In 2009, Palm released a new smartphone OS called webOS. The platform was designed around a mix of consumer and enterprise apps that run as “cards” in a multitasking environment. The platform also allowed for a unique method of mixing information from a number of sources, such as email accounts, contact information and calendars, using a feature called Synergy.
Despite the positive critical reviews of webOS, the platform has not gained significant market share growth. However, Palm Inc. was acquired by HP this year, and HP is looking to breathe new life into webOS by bringing it to other devices, such as tablets and even printers in the future.
Because of Nokia’s dominance in the worldwide market, the Symbian OS is one of the most widely used smartphone platforms outside of the US. But inside the US, Nokia smartphones tend to not have subsidized pricing by US mobile carriers, which hasn’t helped sales of the platform. Also, the Symbian OS doesn’t have the large app library that’s helped other platforms grow.
Still, the OS is very capable and a viable smartphone choice for worldwide travelers who need a phone that will work easily with most worldwide carriers and like the Nokia brand.
Windows Mobile and Windows Phone 8
Of the different smartphone platforms, the Windows Mobile line has undergone the most changes. In its earliest configuration as Pocket PC 2000, the OS was originally designed to work as a PDA platform. In 2003, Windows Mobile was released and quickly found a home as an enterprise smartphone platform due to its tight integration with other Microsoft systems.
Although touchscreen-based versions of platforms have been around for some time, Windows Mobile was often hindered by its early stylus-based design.

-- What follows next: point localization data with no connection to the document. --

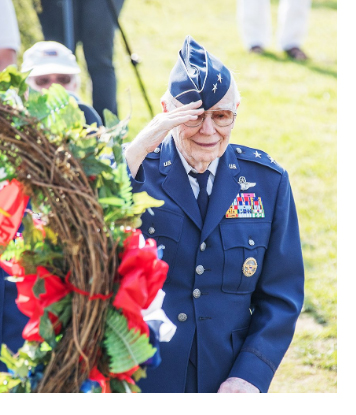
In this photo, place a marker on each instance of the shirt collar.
(212, 166)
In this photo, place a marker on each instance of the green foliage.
(13, 80)
(22, 364)
(126, 348)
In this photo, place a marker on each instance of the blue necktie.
(203, 197)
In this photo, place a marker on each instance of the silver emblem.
(249, 267)
(244, 184)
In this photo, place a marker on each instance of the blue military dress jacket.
(244, 324)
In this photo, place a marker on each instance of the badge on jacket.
(246, 205)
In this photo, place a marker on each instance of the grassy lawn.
(288, 109)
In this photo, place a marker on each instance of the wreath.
(86, 278)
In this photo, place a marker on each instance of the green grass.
(288, 109)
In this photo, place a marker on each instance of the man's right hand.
(155, 132)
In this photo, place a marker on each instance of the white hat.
(49, 57)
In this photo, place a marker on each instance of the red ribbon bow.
(142, 275)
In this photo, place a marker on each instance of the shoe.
(257, 49)
(297, 54)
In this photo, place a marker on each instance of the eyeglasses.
(53, 79)
(221, 118)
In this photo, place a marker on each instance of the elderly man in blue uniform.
(230, 234)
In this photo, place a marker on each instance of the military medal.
(249, 267)
(246, 205)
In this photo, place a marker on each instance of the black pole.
(133, 57)
(68, 24)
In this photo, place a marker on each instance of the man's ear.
(164, 106)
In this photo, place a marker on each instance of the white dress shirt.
(194, 182)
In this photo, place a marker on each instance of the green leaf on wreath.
(7, 382)
(46, 330)
(126, 348)
(8, 357)
(110, 119)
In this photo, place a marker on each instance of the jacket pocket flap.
(245, 234)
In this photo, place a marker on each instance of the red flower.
(33, 307)
(12, 206)
(104, 382)
(12, 267)
(142, 275)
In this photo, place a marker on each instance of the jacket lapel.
(176, 184)
(225, 189)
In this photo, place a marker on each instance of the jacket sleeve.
(278, 298)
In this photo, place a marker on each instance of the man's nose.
(207, 127)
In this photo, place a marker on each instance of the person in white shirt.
(254, 18)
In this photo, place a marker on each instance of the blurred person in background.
(53, 63)
(254, 18)
(9, 35)
(94, 23)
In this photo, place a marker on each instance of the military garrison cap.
(198, 75)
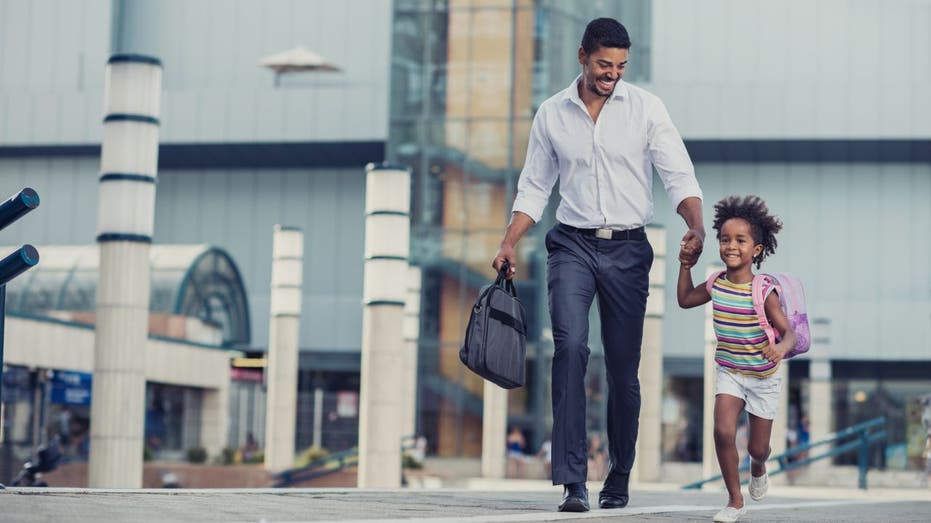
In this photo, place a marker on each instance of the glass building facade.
(466, 79)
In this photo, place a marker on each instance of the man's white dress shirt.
(605, 168)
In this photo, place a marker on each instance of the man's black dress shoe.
(614, 494)
(574, 498)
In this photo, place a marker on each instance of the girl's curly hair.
(763, 226)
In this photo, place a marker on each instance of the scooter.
(47, 459)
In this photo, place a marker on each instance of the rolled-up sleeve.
(669, 156)
(540, 171)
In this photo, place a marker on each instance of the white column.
(214, 419)
(318, 417)
(709, 458)
(781, 422)
(283, 340)
(649, 456)
(126, 213)
(387, 247)
(494, 431)
(820, 409)
(411, 338)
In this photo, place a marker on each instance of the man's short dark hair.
(604, 32)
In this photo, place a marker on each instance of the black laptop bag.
(496, 338)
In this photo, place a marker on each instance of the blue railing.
(320, 467)
(861, 437)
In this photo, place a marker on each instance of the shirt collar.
(572, 92)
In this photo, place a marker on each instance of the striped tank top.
(737, 329)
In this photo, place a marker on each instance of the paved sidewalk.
(527, 502)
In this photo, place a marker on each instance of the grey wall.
(794, 69)
(232, 209)
(53, 54)
(856, 234)
(237, 210)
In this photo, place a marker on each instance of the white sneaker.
(729, 514)
(759, 486)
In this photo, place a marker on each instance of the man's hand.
(691, 247)
(687, 261)
(506, 252)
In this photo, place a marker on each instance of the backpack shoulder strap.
(711, 279)
(762, 285)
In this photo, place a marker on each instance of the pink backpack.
(791, 298)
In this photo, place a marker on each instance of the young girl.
(747, 363)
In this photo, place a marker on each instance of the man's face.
(603, 68)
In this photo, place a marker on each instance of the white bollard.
(387, 247)
(649, 454)
(411, 337)
(283, 344)
(494, 431)
(128, 170)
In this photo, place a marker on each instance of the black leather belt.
(638, 234)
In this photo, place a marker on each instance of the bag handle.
(502, 281)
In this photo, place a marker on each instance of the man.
(601, 138)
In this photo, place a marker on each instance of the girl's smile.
(737, 246)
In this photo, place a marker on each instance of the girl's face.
(736, 243)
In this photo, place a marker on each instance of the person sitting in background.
(249, 448)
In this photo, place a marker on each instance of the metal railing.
(861, 437)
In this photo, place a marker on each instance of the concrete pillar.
(781, 423)
(126, 214)
(648, 463)
(283, 340)
(411, 339)
(820, 408)
(709, 458)
(494, 431)
(387, 247)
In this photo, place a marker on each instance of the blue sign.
(70, 388)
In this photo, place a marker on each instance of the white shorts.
(761, 395)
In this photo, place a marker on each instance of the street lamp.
(296, 60)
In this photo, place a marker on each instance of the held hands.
(506, 252)
(775, 353)
(691, 247)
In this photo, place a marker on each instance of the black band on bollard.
(123, 237)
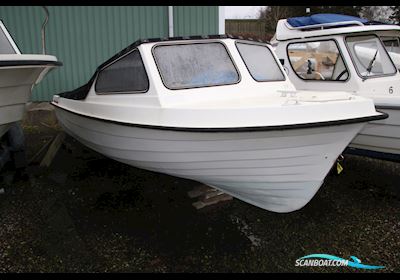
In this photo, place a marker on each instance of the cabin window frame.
(192, 43)
(320, 40)
(270, 51)
(123, 92)
(353, 61)
(11, 41)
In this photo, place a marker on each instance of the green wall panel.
(195, 20)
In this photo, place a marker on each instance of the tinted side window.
(260, 62)
(318, 60)
(5, 45)
(370, 56)
(123, 76)
(195, 65)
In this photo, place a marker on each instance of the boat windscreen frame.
(123, 92)
(188, 42)
(270, 51)
(9, 38)
(353, 61)
(320, 40)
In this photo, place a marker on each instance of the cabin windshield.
(317, 61)
(5, 45)
(195, 65)
(392, 45)
(370, 56)
(260, 62)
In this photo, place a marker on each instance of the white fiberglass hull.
(18, 75)
(279, 170)
(381, 136)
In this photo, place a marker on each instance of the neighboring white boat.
(18, 74)
(207, 109)
(328, 52)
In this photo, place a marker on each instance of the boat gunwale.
(381, 116)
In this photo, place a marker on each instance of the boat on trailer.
(329, 52)
(207, 109)
(19, 73)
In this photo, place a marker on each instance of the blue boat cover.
(322, 18)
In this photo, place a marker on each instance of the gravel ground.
(87, 213)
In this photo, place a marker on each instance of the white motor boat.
(18, 74)
(206, 108)
(328, 52)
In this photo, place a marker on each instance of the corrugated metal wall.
(195, 20)
(83, 37)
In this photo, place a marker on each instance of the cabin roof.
(323, 19)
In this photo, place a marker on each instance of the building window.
(195, 65)
(369, 56)
(318, 61)
(126, 75)
(260, 62)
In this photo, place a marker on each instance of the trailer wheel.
(16, 142)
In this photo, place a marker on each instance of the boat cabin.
(185, 70)
(337, 52)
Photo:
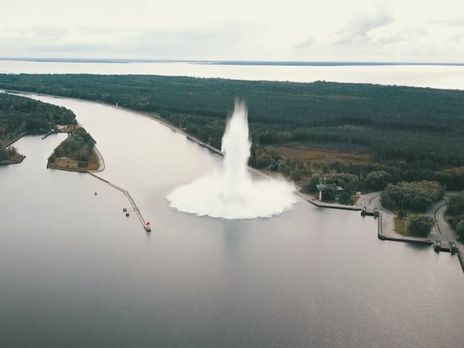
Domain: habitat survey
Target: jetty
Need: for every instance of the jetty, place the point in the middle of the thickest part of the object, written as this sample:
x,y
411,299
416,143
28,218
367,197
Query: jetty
x,y
135,208
53,131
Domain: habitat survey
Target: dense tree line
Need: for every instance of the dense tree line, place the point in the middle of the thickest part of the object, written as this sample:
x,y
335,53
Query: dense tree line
x,y
412,196
78,147
455,214
411,134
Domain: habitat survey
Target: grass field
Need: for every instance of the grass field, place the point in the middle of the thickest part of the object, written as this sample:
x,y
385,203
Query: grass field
x,y
320,155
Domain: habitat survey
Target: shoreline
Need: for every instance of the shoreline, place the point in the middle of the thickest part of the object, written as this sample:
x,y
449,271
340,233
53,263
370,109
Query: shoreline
x,y
95,153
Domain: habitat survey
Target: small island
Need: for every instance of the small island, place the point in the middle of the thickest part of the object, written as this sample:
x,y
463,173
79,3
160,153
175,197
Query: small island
x,y
76,153
21,116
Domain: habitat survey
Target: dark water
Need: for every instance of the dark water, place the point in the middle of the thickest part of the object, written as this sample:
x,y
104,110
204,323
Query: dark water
x,y
75,272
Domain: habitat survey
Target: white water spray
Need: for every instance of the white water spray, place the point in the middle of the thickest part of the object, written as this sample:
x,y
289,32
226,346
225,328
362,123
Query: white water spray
x,y
232,193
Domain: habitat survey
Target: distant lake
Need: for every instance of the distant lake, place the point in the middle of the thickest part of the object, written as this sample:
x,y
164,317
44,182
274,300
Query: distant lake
x,y
435,76
75,272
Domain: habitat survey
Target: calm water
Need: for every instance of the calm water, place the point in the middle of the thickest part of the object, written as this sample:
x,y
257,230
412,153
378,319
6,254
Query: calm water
x,y
75,272
419,76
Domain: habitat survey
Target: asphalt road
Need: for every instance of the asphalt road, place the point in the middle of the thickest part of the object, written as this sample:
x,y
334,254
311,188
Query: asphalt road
x,y
441,229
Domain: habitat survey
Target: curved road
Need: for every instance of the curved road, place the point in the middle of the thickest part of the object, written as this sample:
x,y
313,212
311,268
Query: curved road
x,y
441,229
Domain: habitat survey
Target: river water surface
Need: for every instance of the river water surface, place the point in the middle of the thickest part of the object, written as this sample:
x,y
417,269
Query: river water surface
x,y
75,272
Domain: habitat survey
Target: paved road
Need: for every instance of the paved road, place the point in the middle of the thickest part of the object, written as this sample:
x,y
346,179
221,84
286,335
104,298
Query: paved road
x,y
441,229
370,200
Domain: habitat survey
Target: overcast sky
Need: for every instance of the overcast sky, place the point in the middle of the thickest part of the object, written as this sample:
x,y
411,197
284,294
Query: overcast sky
x,y
330,30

Microsoft is looking to remedy all that with the latest incarnation, Windows Phone 7. Built from the ground up, Windows Phone is the only phone with Office, Xbox LIVE, and thousands of apps. Quickly customized and constantly updated, one glance of the Start screen tells you what’s going on, what’s happening next, and what you’ve missed. Depending on the app, animated Live Tiles can show pending messages and appointments, news and weather, or game and friend status. The People Hub unifies your Facebook and Windows Live feeds and photos, allowing you to call, text or post to your friends. Mobile versions of Word, Excel and PowerPoint are built-in for easy review or editing on the go. With Xbox LIVE you can connect and play with friends, earn achievements, and take your avatar and gamer profile with you anywhere.